The six-hour drive forced a strange, inescapable intimacy. With so much time ahead of them, the heavy silence became impossible to maintain. Gi-hun found himself talking first, sharing rambling, deeply personal anecdotes about his daughter, his elderly mother, his succesful best friend and the misery of his failed businesses.

In-ho listened, a perfect, silent audience. He didn't offer advice or sympathy, but he didn't interrupt. His presence was simply a steady, unmoving anchor.

Around 3 AM, Gi-hun pulled into a dimly lit rest stop for gas and much-needed coffee.

“Do you want anything? A water? Something to eat?” Gi-hun asked, turning back to check on his passenger.

In-ho was staring out the window, his head resting against the cold glass, eyes wide open. He looked like a man who hadn't slept, or truly rested, in years.

“No. I just want to keep moving.”

Gi-hun bought his coffee and, on an impulse, brought back a second one, placing it gently in the rear cup holder. “Just in case. It’s cold out there.”

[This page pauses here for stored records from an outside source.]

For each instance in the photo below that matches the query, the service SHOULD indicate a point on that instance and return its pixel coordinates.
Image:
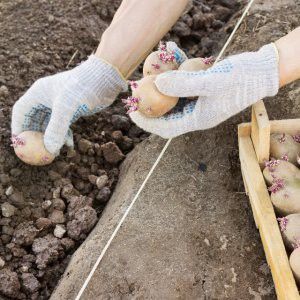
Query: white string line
(149, 174)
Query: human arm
(225, 89)
(54, 102)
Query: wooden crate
(254, 147)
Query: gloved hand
(223, 90)
(53, 103)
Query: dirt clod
(9, 284)
(84, 220)
(7, 209)
(25, 234)
(48, 249)
(112, 153)
(30, 283)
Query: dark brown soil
(38, 38)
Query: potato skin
(154, 66)
(295, 264)
(291, 230)
(287, 200)
(152, 103)
(280, 169)
(33, 152)
(194, 65)
(284, 144)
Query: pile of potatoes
(282, 175)
(146, 98)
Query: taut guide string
(152, 170)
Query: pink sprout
(209, 60)
(164, 54)
(131, 103)
(283, 222)
(17, 141)
(133, 84)
(162, 46)
(45, 158)
(156, 66)
(296, 245)
(272, 164)
(282, 139)
(277, 185)
(296, 138)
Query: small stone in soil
(59, 231)
(112, 153)
(30, 283)
(77, 203)
(54, 175)
(101, 181)
(46, 204)
(43, 223)
(57, 217)
(56, 193)
(103, 195)
(48, 249)
(58, 204)
(84, 221)
(69, 191)
(17, 199)
(120, 122)
(7, 230)
(25, 234)
(67, 243)
(9, 283)
(7, 209)
(117, 135)
(84, 145)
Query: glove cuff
(268, 69)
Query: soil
(48, 212)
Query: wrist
(289, 59)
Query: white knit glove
(223, 90)
(53, 103)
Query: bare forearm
(137, 26)
(289, 58)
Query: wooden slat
(290, 126)
(260, 132)
(266, 221)
(244, 129)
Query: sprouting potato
(276, 168)
(290, 229)
(154, 65)
(147, 99)
(285, 196)
(284, 146)
(29, 147)
(196, 64)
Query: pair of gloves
(53, 103)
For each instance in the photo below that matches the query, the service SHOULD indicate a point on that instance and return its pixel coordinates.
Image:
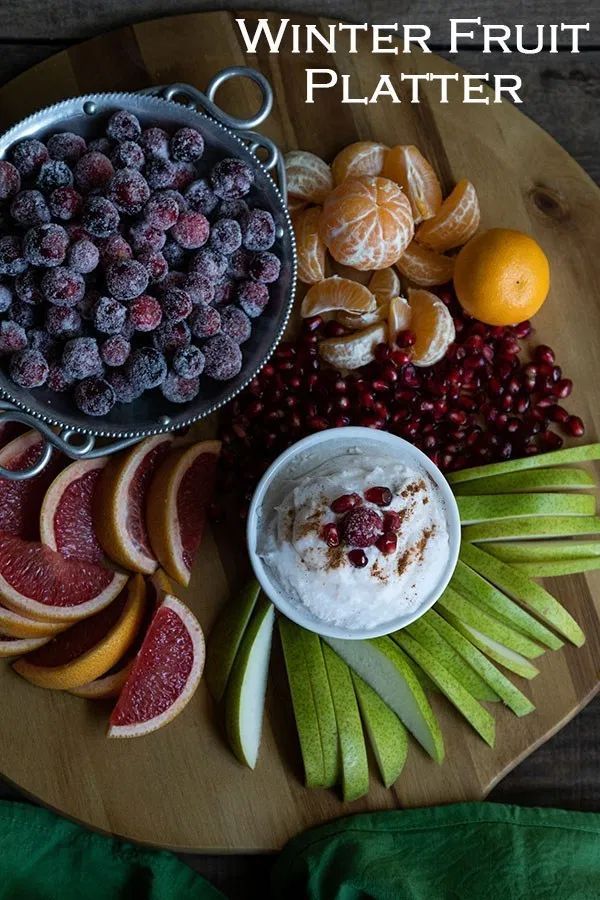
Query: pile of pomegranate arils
(484, 402)
(128, 264)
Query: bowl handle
(244, 128)
(69, 441)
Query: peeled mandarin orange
(337, 294)
(456, 221)
(357, 322)
(425, 267)
(432, 325)
(353, 350)
(385, 284)
(361, 158)
(309, 246)
(366, 223)
(399, 315)
(502, 277)
(308, 176)
(406, 165)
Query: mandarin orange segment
(366, 223)
(337, 295)
(456, 221)
(361, 158)
(353, 350)
(432, 325)
(425, 267)
(309, 246)
(385, 284)
(399, 315)
(308, 176)
(406, 165)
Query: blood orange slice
(165, 674)
(179, 495)
(11, 646)
(38, 582)
(20, 501)
(66, 522)
(120, 504)
(89, 648)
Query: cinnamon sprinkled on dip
(326, 579)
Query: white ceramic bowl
(324, 445)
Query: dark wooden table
(561, 93)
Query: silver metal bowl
(171, 107)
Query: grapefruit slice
(165, 673)
(120, 504)
(66, 523)
(10, 646)
(89, 648)
(37, 582)
(179, 495)
(20, 501)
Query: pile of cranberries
(128, 263)
(363, 526)
(489, 399)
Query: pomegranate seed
(387, 543)
(358, 558)
(380, 496)
(331, 535)
(345, 503)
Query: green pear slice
(558, 567)
(587, 453)
(319, 682)
(226, 637)
(245, 695)
(510, 695)
(305, 710)
(422, 632)
(536, 527)
(383, 665)
(528, 592)
(489, 507)
(512, 661)
(387, 735)
(353, 752)
(473, 587)
(478, 618)
(476, 715)
(527, 481)
(542, 551)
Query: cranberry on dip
(353, 533)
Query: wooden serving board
(182, 788)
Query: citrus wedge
(178, 498)
(37, 582)
(425, 267)
(66, 521)
(456, 221)
(337, 294)
(433, 326)
(120, 500)
(361, 158)
(406, 165)
(89, 648)
(164, 675)
(11, 646)
(353, 350)
(20, 501)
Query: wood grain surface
(181, 788)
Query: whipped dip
(322, 578)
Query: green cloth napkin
(43, 857)
(471, 851)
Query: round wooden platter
(182, 788)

Back on the road, Gi-hun tried a different tack, a gentler probe. “Busan… do you live there?”

A long, significant pause followed. The only sound was the rhythmic whir of the tires on the asphalt.

“No,” In-ho corrected, his voice slightly raspy from disuse. “I haven’t been back home in years.”

“You got friends there?”

“No. It's just… a place. I can't go home, I made mistakes.”

Gi-hun waited, hoping the rest stop break had softened the man's defenses.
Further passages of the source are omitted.